Katy is Managing Editor at IFLScience where she oversees editorial content from News articles to Features, and even occasionally writes some.

Managing Editor


He did what now? schankz/Shutterstock 

For pet-owners, coming home to discover your pet has been caught red-handed, sometimes red-faced, doing something they weren’t expecting you to witness is a common occurrence. However, one poor goldfish in South Africa could have done with their owner arriving home just a few minutes earlier.  

A tour guide named Jérémy Schalkwijk was reportedly on a date when he decided to take his companion home and show her his pet goldfish (yes, this is a new one for us too). Unfortunately, Cleo the fish was not in the pond where Schalkwijk expected to find it but instead hovering mid-air, halfway up a wall in the clutches of a spider – who clearly hadn’t expected anyone to come home, and was probably wishing they’d arrived just a few minutes later.


Schalkwijk was stunned to watch the nursery web spider lower itself into the pond, grab the fish with its fangs and front legs, and haul it out of the water and up the wall, reports Live Science.

And it wasn’t a tiny goldfish either. By the looks of things, Cleo was a little on the portly size. Schalkwijk estimated the fish was about twice the spider’s weight.

Nursery web spiders occur just about everywhere except extremely dry or cold regions. They can walk on the surface of still bodies of water and even dive below to hunt or escape predators.

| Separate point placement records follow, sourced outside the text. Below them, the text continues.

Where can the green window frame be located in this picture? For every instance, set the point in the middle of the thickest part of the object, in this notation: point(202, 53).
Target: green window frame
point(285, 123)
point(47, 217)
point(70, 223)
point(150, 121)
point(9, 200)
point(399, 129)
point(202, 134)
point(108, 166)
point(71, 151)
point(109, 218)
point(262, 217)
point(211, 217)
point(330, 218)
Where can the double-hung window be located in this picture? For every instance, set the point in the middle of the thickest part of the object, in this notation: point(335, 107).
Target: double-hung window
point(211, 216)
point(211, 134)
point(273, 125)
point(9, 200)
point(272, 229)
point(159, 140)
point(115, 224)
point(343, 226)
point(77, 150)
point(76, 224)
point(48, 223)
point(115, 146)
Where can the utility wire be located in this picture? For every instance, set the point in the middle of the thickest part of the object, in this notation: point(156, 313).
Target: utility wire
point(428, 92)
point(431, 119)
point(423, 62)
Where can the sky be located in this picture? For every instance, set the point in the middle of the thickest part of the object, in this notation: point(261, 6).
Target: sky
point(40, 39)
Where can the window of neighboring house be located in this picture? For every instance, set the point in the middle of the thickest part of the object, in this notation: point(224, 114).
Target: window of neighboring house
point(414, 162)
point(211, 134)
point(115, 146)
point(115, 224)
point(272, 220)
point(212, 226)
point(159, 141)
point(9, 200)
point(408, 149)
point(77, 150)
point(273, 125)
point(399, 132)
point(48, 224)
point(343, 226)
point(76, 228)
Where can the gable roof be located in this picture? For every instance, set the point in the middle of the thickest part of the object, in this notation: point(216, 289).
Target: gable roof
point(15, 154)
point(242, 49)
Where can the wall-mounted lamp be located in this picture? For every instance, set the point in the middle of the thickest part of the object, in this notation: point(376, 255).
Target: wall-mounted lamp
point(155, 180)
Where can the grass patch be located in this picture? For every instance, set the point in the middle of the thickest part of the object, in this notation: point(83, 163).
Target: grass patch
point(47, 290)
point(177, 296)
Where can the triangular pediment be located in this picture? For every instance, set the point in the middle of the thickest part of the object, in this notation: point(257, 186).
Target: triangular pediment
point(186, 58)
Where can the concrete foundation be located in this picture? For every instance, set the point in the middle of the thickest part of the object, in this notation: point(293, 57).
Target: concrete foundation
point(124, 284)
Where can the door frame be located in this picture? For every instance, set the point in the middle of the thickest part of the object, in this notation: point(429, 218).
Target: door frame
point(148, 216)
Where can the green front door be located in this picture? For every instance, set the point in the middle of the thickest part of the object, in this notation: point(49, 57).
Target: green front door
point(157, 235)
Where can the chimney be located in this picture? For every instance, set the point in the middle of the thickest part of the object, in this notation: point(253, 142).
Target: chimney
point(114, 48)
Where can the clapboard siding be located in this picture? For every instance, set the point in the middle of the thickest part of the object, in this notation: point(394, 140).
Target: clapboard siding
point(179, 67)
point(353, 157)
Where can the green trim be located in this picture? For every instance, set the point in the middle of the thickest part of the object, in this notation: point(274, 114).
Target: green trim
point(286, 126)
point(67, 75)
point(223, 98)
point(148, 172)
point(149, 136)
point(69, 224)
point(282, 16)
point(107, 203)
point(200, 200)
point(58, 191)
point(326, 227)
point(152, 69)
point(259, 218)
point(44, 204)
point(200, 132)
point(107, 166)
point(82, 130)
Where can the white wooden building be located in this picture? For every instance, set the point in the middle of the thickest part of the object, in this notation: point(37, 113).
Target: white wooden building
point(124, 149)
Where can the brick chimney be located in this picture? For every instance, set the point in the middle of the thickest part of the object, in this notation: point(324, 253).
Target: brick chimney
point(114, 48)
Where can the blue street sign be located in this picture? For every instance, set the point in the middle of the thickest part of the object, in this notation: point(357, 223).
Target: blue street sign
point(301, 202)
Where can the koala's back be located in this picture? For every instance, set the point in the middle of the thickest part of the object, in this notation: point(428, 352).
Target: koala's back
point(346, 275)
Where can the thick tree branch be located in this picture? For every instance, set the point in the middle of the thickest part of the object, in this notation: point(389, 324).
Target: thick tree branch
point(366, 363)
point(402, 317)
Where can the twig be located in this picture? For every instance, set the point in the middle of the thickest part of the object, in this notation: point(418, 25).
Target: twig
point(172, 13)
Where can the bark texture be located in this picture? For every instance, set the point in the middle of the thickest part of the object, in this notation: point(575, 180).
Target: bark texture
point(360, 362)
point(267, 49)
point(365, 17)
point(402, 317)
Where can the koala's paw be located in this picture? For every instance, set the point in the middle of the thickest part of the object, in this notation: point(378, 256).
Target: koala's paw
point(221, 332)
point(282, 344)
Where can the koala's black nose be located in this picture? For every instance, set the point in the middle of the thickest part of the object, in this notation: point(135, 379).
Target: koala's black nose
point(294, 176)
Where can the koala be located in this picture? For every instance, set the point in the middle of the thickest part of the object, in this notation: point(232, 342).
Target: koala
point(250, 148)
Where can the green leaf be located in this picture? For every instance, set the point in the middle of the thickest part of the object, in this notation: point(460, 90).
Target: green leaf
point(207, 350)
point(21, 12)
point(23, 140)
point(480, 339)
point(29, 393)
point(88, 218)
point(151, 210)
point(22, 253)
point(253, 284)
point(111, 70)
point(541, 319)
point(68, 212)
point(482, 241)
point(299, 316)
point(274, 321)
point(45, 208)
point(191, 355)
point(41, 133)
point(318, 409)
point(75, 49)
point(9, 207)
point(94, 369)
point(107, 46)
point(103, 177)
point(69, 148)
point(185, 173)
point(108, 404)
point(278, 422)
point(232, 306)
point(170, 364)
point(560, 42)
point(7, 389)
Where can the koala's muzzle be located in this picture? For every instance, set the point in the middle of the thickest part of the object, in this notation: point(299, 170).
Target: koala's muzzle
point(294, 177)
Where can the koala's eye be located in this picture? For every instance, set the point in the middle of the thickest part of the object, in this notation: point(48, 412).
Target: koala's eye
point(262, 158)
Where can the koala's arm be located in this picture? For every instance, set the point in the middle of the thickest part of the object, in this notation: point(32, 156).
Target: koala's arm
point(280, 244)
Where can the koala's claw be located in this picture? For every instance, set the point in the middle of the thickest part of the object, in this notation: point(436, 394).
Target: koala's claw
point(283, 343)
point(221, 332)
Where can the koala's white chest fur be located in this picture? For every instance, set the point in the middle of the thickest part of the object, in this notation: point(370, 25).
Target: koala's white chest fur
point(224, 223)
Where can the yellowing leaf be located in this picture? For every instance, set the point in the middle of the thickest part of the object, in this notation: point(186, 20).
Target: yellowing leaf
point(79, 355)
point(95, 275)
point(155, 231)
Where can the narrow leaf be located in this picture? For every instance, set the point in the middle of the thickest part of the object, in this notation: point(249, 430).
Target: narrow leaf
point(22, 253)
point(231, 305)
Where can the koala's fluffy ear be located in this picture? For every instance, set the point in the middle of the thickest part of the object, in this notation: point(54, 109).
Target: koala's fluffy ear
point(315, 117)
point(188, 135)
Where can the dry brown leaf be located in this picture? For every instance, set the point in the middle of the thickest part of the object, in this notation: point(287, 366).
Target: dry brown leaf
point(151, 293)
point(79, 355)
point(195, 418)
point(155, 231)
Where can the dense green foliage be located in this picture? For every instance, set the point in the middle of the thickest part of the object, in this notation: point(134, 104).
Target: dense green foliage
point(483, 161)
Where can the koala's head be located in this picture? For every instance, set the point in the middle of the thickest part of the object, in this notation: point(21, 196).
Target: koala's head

They can jump too, about 15 centimeters (6 inches).

Schalkwijk rushed back to show his date the amazing shots and when they both approached the pond again, neither fish nor spider were to be seen.  


In the spider's defense, it was just doing what spiders do. At least Schalkwijk understood that he was witnessing a sight not often observed by humans and immediately started snapping photos (Cleo may have been questioning his priorities about now). It is unlikely he could have saved the fish, even if he'd attempted it, as nursery web spiders have venom strong enough to kill small prey.

In fact, before you write them off completely, nursery web spiders get their names because the single-parent females carry their eggs around with them in sacs they hold with their fangs, until they build nursery webs for them, sheltering them until they are old enough to leave on their own – which seems pretty awww, until you know why daddy spiders are not in the picture.